Ya en el exterior, la multitud iba y venía. Nadie se fijaba en Culito. De repente, una prostituta gritó groseramente: «¡Mirad! ¡Eh, mirad!», apuntando con el dedo a los botines de Culito. «¡Mirad, mirad! ¡Un masoca!». Culito se puso como la grana y se volvió hacia mí, abochornado a la par que encantado. Sus ojos me interrogaron. Le ordené que se explicara ante esa dama con el mismo respeto que guardaba hacia mí. Se dirigió a ella y repitió, siguiendo mis indicaciones:
—Señora, no sólo soy un masoquista, sino una perra masoquista y obediente. Si mi Ama me entrega a usted, seré suya. Si su risa complace a mi Ama, ríase, señora, ¡por favor! ¡Mófese de mí! Sus deseos son órdenes para mí.
Este juego sorprendió a nuestra simpática ramera.
Culito Dilatado durmió en la jaula. Por todo alimento, tuvo derecho a unos huesos de pollo, agua y un poco de pan.

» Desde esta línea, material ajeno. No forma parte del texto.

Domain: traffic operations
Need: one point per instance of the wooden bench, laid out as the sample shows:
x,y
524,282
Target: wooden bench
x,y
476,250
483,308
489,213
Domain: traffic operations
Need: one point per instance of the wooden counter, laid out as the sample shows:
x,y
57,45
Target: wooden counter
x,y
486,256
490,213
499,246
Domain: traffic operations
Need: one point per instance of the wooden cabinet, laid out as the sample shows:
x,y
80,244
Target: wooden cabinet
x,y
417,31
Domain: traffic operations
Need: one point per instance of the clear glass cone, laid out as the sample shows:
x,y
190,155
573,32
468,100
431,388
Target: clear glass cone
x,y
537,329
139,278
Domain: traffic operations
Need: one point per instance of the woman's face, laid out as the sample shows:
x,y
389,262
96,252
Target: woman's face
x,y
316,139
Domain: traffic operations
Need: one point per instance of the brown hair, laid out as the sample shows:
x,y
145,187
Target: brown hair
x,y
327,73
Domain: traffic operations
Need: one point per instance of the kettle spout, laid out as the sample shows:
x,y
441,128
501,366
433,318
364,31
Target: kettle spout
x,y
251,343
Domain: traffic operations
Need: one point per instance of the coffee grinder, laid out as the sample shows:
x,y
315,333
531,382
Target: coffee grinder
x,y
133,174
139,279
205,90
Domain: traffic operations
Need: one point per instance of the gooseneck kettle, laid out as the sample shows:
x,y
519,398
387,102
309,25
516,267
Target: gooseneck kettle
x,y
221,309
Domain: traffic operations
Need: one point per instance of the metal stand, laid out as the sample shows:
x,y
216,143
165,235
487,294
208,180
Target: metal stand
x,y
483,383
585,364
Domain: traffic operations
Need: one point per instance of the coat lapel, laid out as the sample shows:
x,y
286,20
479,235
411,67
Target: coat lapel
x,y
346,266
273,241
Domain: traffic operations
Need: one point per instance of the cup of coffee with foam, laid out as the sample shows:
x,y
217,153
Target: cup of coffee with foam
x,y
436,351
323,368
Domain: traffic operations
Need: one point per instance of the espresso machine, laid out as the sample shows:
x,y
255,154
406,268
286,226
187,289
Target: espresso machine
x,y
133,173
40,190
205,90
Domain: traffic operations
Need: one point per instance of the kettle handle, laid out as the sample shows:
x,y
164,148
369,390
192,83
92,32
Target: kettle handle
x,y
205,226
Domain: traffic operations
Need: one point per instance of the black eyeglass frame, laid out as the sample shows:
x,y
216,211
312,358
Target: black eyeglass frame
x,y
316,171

A la mañana siguiente, aunque debía seguir así hasta las cuatro de la tarde, estaba ya tembloroso. Le propuse que lo dejáramos; la fatiga le inyectaba los ojos en sangre. Estaba ebrio, agotado. Remataba así un año de espera. Empalado por mi ardiente consolador, se masturbó con frenesí. Eyaculó.
Altivo y orgulloso, Culito recuperó su aspecto de tecnócrata. Se despidió cortésmente y salió zumbando.